Mas aí falou o bispo. Discordou. Proibiu a festa do amor. Proibiu o casamento. Não culpem o bispo. Ele é inocente. Não é opinião dele. Bispos não têm opinião. Bispos são seres eclesiásticos: dizem o que a igreja manda. É a própria igreja que confirma o que digo, numa fórmula antiquíssima: "Ubi episcopus, ibi ecclesia" (onde está o bispo, ali se encontra a igreja).
A voz do bispo é apenas a conclusão de um silogismo, cujas premissas são dadas pela igreja. E o dito pelo bispo é ortodoxo. A conclusão é logicamente exigida pela teologia. As premissas já se encontram em santo Agostinho, pai da doutrina sexual da Igreja Católica. Segundo ele, foi no sexo que primeiro se manifestou a desordem do pecado. Originariamente, segundo a vontade do criador, a função única do sexo era a procriação: completar o número daqueles destinados a habitar os céus ou a morar nos infernos.
Prazer, ternura, alegria, que normalmente associamos ao ato sexual, segundo o doutor da igreja, não pertencem à sua essência. O propósito do sexo não é a realização da felicidade humana, mas a realização da demografia divina.

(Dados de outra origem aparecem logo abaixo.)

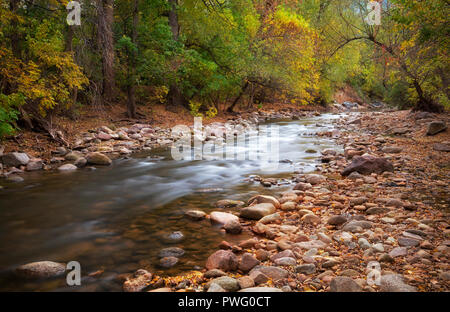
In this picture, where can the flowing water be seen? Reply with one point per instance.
(116, 218)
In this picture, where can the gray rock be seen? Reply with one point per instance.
(398, 252)
(41, 269)
(15, 159)
(270, 218)
(272, 272)
(214, 287)
(67, 167)
(392, 149)
(261, 289)
(377, 210)
(195, 214)
(435, 127)
(408, 242)
(257, 211)
(367, 165)
(72, 156)
(229, 203)
(96, 158)
(302, 186)
(285, 261)
(337, 220)
(314, 179)
(441, 147)
(15, 178)
(173, 237)
(138, 281)
(171, 252)
(233, 227)
(214, 273)
(80, 162)
(363, 243)
(308, 268)
(168, 262)
(34, 165)
(247, 262)
(395, 283)
(218, 217)
(224, 260)
(226, 282)
(344, 284)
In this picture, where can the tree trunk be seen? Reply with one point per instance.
(175, 97)
(230, 109)
(69, 48)
(131, 105)
(173, 19)
(425, 103)
(106, 42)
(14, 36)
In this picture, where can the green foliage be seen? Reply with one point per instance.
(9, 113)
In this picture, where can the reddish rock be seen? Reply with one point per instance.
(367, 165)
(247, 262)
(222, 259)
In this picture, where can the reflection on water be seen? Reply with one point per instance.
(113, 218)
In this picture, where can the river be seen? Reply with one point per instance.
(115, 218)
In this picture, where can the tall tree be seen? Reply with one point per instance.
(174, 96)
(131, 104)
(105, 11)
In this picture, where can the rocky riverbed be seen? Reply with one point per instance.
(97, 147)
(373, 218)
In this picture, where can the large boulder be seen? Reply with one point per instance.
(229, 203)
(367, 165)
(97, 158)
(218, 217)
(441, 147)
(314, 179)
(260, 199)
(140, 280)
(272, 272)
(41, 269)
(226, 282)
(257, 211)
(435, 127)
(223, 260)
(248, 262)
(395, 283)
(261, 289)
(344, 284)
(15, 159)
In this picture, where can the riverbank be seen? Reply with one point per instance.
(384, 230)
(97, 141)
(328, 226)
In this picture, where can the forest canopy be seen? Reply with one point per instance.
(216, 55)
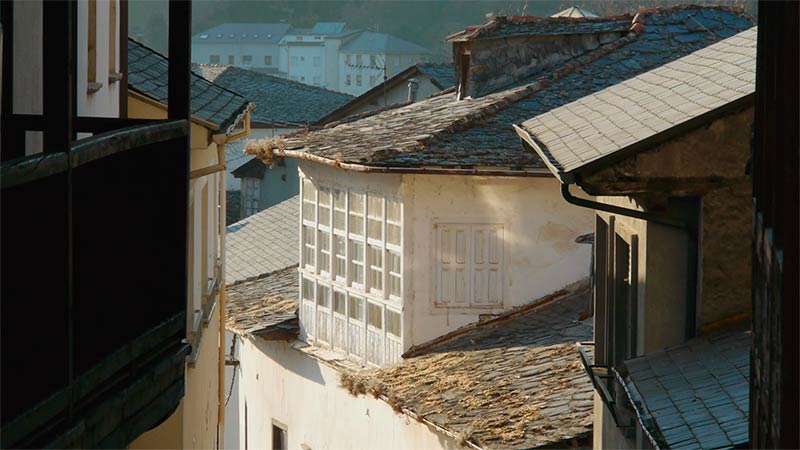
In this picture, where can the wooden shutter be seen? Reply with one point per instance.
(487, 249)
(451, 264)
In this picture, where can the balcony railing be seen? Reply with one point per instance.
(94, 279)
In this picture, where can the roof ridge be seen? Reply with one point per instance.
(511, 96)
(565, 293)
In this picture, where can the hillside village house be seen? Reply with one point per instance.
(415, 83)
(343, 59)
(109, 361)
(419, 221)
(252, 46)
(665, 153)
(281, 106)
(218, 117)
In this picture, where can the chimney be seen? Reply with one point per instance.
(413, 87)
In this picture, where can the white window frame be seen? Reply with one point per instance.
(343, 333)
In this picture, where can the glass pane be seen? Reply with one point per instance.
(394, 285)
(308, 289)
(358, 273)
(357, 251)
(338, 302)
(356, 305)
(393, 234)
(357, 213)
(375, 314)
(324, 296)
(325, 206)
(393, 323)
(392, 210)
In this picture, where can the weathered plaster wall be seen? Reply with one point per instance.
(395, 94)
(495, 63)
(168, 435)
(539, 250)
(707, 163)
(200, 402)
(28, 71)
(202, 51)
(286, 385)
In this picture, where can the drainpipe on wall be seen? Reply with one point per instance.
(222, 313)
(691, 232)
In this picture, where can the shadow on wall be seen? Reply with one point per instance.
(290, 359)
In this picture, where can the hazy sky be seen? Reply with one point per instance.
(423, 22)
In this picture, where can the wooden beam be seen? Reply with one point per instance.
(180, 28)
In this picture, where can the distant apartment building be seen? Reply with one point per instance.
(366, 59)
(247, 45)
(310, 55)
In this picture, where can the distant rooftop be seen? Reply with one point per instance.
(262, 243)
(505, 27)
(265, 306)
(441, 75)
(278, 101)
(604, 123)
(575, 12)
(372, 42)
(696, 394)
(476, 134)
(514, 382)
(328, 27)
(242, 33)
(210, 102)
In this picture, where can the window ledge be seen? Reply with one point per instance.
(93, 87)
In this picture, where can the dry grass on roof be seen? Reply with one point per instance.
(515, 384)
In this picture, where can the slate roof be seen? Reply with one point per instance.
(475, 133)
(574, 12)
(147, 75)
(278, 101)
(264, 242)
(372, 42)
(512, 382)
(441, 75)
(583, 132)
(242, 33)
(505, 27)
(328, 28)
(695, 395)
(264, 305)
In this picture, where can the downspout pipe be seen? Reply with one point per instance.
(691, 232)
(650, 217)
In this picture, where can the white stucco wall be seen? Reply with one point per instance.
(540, 255)
(232, 374)
(539, 251)
(202, 51)
(280, 383)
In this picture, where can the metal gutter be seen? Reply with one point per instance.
(592, 204)
(638, 415)
(353, 167)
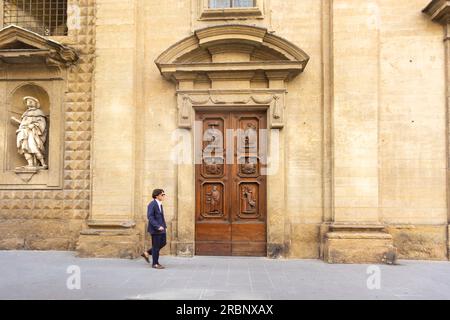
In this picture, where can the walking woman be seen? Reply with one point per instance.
(156, 227)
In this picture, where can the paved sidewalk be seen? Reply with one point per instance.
(43, 275)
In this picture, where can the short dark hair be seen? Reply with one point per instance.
(157, 192)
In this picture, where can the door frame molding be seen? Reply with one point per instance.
(278, 226)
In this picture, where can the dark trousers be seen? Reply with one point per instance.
(158, 242)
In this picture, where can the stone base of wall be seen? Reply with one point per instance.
(358, 244)
(39, 234)
(420, 242)
(110, 243)
(182, 249)
(305, 241)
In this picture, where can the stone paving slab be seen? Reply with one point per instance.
(45, 274)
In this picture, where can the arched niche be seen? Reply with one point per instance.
(32, 65)
(16, 108)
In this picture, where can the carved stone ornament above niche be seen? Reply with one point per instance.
(21, 46)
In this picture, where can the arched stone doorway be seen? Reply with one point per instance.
(224, 72)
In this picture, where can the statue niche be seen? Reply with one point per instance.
(28, 132)
(32, 135)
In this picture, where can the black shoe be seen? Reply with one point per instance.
(145, 257)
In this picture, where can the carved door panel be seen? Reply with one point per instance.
(230, 186)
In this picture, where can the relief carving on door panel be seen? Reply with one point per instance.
(249, 201)
(212, 201)
(248, 167)
(213, 148)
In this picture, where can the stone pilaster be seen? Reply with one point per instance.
(111, 230)
(356, 234)
(439, 11)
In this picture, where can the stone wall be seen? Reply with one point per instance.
(52, 219)
(365, 133)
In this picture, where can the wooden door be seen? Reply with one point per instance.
(230, 184)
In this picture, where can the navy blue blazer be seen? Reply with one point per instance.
(155, 218)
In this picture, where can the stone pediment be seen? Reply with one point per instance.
(21, 46)
(232, 49)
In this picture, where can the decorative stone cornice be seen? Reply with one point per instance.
(189, 54)
(439, 11)
(21, 46)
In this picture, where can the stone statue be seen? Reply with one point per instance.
(32, 134)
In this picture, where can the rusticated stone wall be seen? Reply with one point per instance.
(52, 219)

Vem agora a justa conclusão do bispo: se o objetivo do sexo é completar o número dos eleitos por meio da procriação, se a procriação se dá por meio do coito (essa é a palavra certa, num contexto desses), se o objetivo do casamento é legalizar e controlar sacramentalmente o exercício do coito, concluiu-se, logicamente, que um casamento em que o coito procriativo não pode acontecer não pode ser legitimado sacramentalmente.

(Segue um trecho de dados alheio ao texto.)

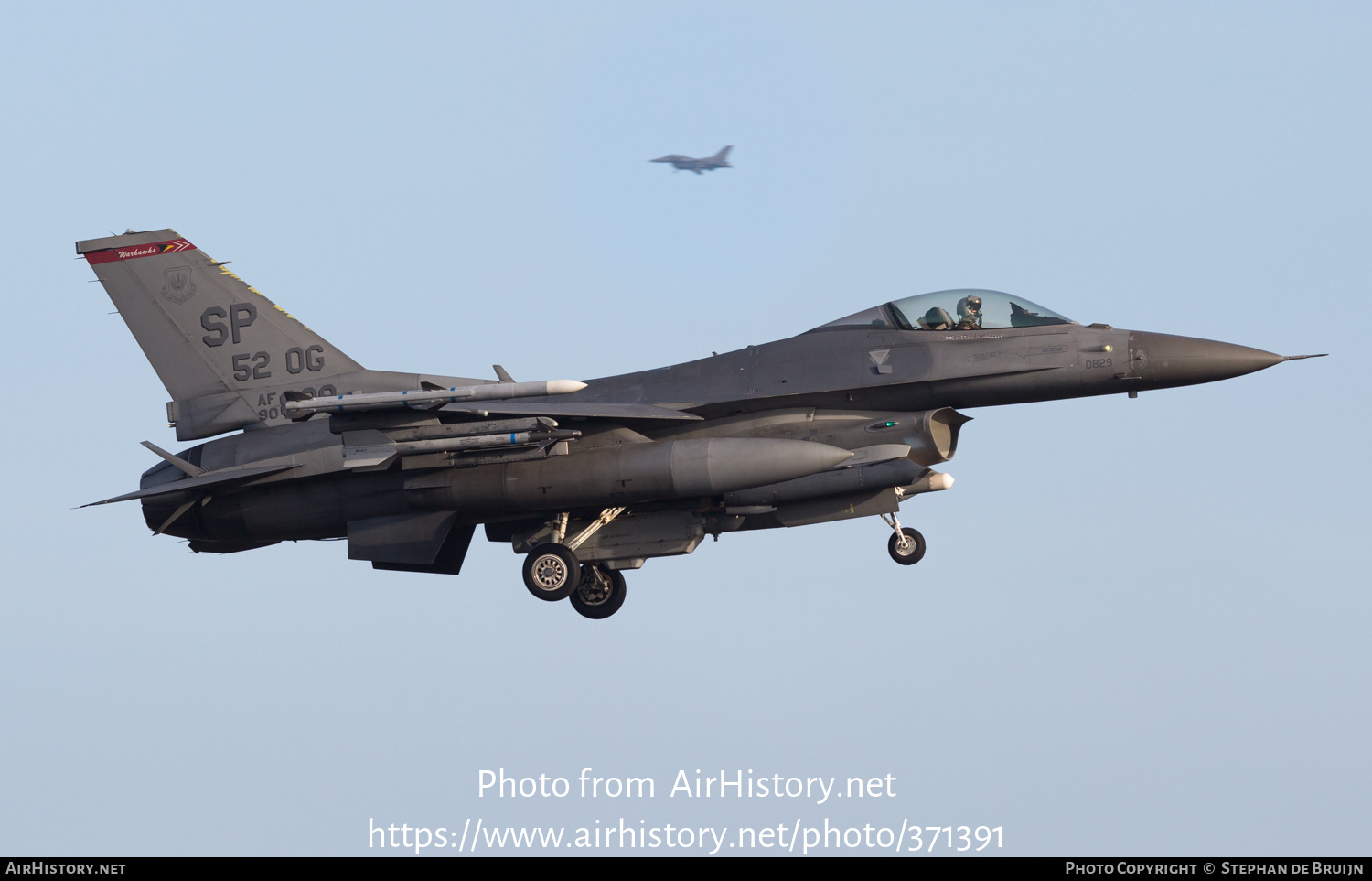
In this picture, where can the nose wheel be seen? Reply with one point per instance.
(906, 545)
(598, 593)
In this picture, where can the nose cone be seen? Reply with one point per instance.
(1163, 360)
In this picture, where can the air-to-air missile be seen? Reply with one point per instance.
(592, 478)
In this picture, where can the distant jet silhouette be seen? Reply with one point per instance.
(686, 164)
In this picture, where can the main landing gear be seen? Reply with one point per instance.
(553, 573)
(906, 546)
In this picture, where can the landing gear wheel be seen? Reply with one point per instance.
(551, 573)
(906, 548)
(600, 592)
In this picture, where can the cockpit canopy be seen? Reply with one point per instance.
(949, 310)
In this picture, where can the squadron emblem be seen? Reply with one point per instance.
(178, 285)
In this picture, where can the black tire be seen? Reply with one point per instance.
(552, 571)
(914, 553)
(595, 598)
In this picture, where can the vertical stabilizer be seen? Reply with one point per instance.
(203, 329)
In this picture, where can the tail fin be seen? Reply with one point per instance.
(200, 326)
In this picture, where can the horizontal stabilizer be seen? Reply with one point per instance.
(203, 482)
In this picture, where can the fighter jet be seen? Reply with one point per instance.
(686, 164)
(586, 479)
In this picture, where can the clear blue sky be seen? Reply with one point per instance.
(1141, 626)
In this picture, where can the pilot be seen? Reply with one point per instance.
(969, 313)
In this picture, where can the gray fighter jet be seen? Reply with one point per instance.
(708, 164)
(586, 479)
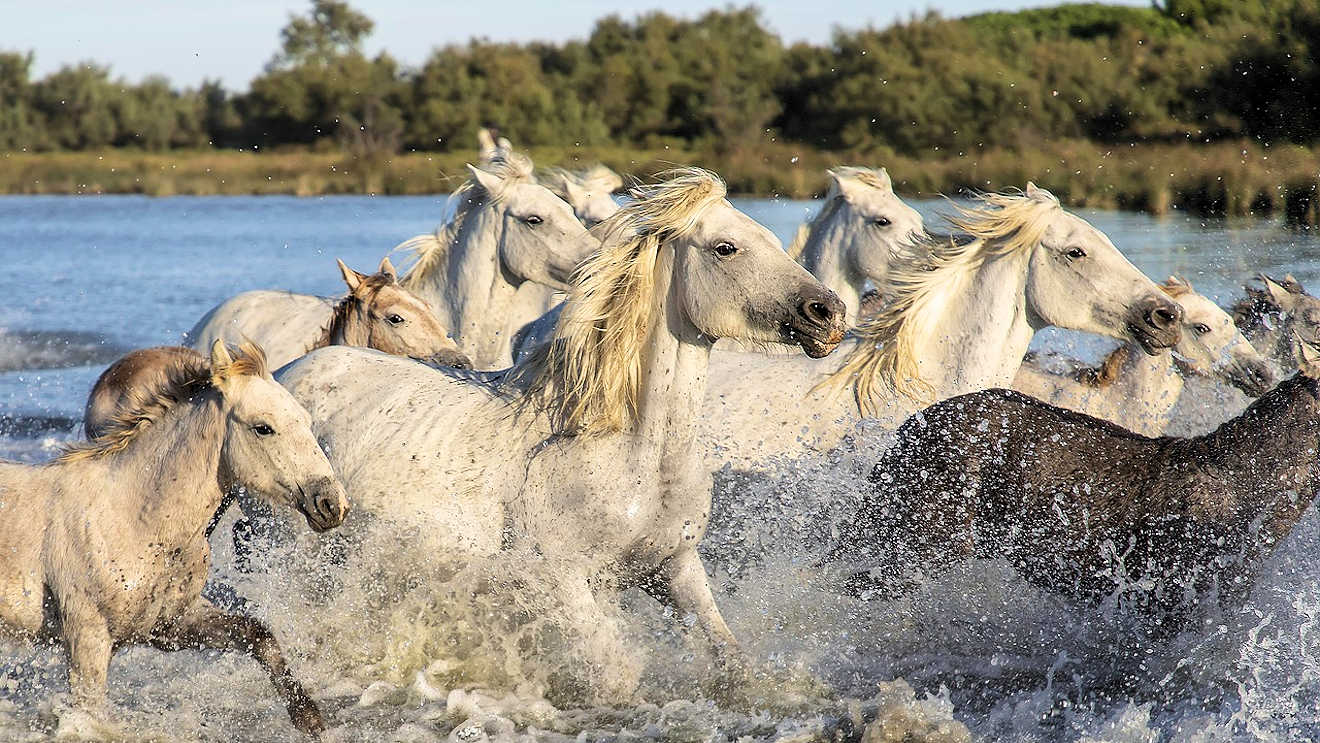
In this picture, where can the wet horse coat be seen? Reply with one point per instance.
(1085, 508)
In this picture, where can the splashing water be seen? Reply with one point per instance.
(399, 643)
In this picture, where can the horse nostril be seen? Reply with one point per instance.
(816, 312)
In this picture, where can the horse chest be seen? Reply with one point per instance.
(152, 586)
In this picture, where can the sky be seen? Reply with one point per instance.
(231, 40)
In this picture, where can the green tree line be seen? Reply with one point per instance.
(1179, 70)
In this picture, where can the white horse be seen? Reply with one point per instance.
(585, 452)
(106, 548)
(507, 231)
(1138, 391)
(958, 318)
(861, 227)
(376, 313)
(588, 192)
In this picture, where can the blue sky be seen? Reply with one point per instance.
(231, 40)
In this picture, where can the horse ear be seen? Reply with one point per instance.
(387, 269)
(576, 193)
(1308, 358)
(489, 181)
(221, 360)
(1036, 193)
(1278, 293)
(883, 176)
(351, 277)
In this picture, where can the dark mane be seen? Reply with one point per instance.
(343, 309)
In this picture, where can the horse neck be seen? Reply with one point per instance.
(1273, 445)
(673, 370)
(824, 258)
(1149, 380)
(347, 325)
(173, 469)
(473, 294)
(981, 329)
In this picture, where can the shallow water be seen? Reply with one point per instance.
(392, 653)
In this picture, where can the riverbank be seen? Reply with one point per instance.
(1216, 180)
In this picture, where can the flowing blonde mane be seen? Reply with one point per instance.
(589, 375)
(885, 358)
(182, 382)
(425, 252)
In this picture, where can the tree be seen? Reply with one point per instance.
(331, 31)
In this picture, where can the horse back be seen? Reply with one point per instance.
(24, 498)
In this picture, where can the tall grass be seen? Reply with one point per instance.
(1217, 180)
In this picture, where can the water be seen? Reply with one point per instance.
(86, 279)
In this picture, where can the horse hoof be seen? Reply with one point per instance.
(306, 718)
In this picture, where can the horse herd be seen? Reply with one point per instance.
(465, 401)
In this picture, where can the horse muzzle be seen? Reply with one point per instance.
(1156, 323)
(816, 322)
(324, 504)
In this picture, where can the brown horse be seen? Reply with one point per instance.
(1277, 313)
(104, 547)
(1089, 510)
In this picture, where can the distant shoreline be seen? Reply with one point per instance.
(1229, 178)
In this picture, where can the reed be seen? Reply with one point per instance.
(1225, 178)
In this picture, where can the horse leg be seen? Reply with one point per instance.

Sugiro que a igreja, por amor à lógica, beba o fel até o fim. Também devem ser proibidos todos os casamentos em que um dos cônjuges é estéril. Que não digam que não é assim porque um milagre é sempre possível. Se um milagre é sempre possível, por que não no caso em questão? Uma mulher que cirurgicamente perdeu o útero não pode ter permissão para casar. Uma mulher que passou a menopausa também não pode casar.
Um homem vasectomizado, igualmente, está impedido de receber o sacramento do matrimônio. E eu fico a imaginar o que a igreja faz de s. José que, segundo se espalhou à boca miúda, e para explicar a virgindade perpétua de Maria, era velho e impotente. Dirão que aquela foi uma exceção, que s. José foi só para proteger as aparências -na verdade, ele nenhuma função tem na história, posto que o pai verdadeiro de Jesus Cristo foi o Espírito Santo. Maria nem precisava ter se casado. Como disse o Alberto Caeiro, ela foi apenas uma mala que procriou sem amar.
Diz o Alberto Caeiro que "tudo no céu é estúpido como a Igreja Católica". Discordo. O certo seria, na linha do dito pelo Guimarães Rosa, dizer que "tudo no céu é lógico como a Igreja Católica". E virar a última gota do fel: "Lógico e mortal". É possível que chegue um dia em que, para se casar, será necessário apresentar atestados médicos de potência sexual e fertilidade.
Essa idéia de sexo como maquineta de fazer crianças me é repulsiva. Só podem tê-la aqueles que não leram os "Cânticos dos Cânticos", livro tão sagrado e canônico quanto os evangelhos. Não existe naquele livro uma única sugestão de que sexo seja para procriar. Ali, sexo é só para a alegria do amor. Claro, a igreja se livrou do incômodo transformando o poema erótico numa alegoria do amor de Cristo pela igreja. E, ao fazer isso, deu razão ao Alberto Caeiro. Foi bom que o bispo tivesse falado. Assim todos puderam ver com clareza a doutrina da igreja sobre o sexo e o casamento: casamento não é para amar. Casamento é para transar. Quem não pode transar não pode casar.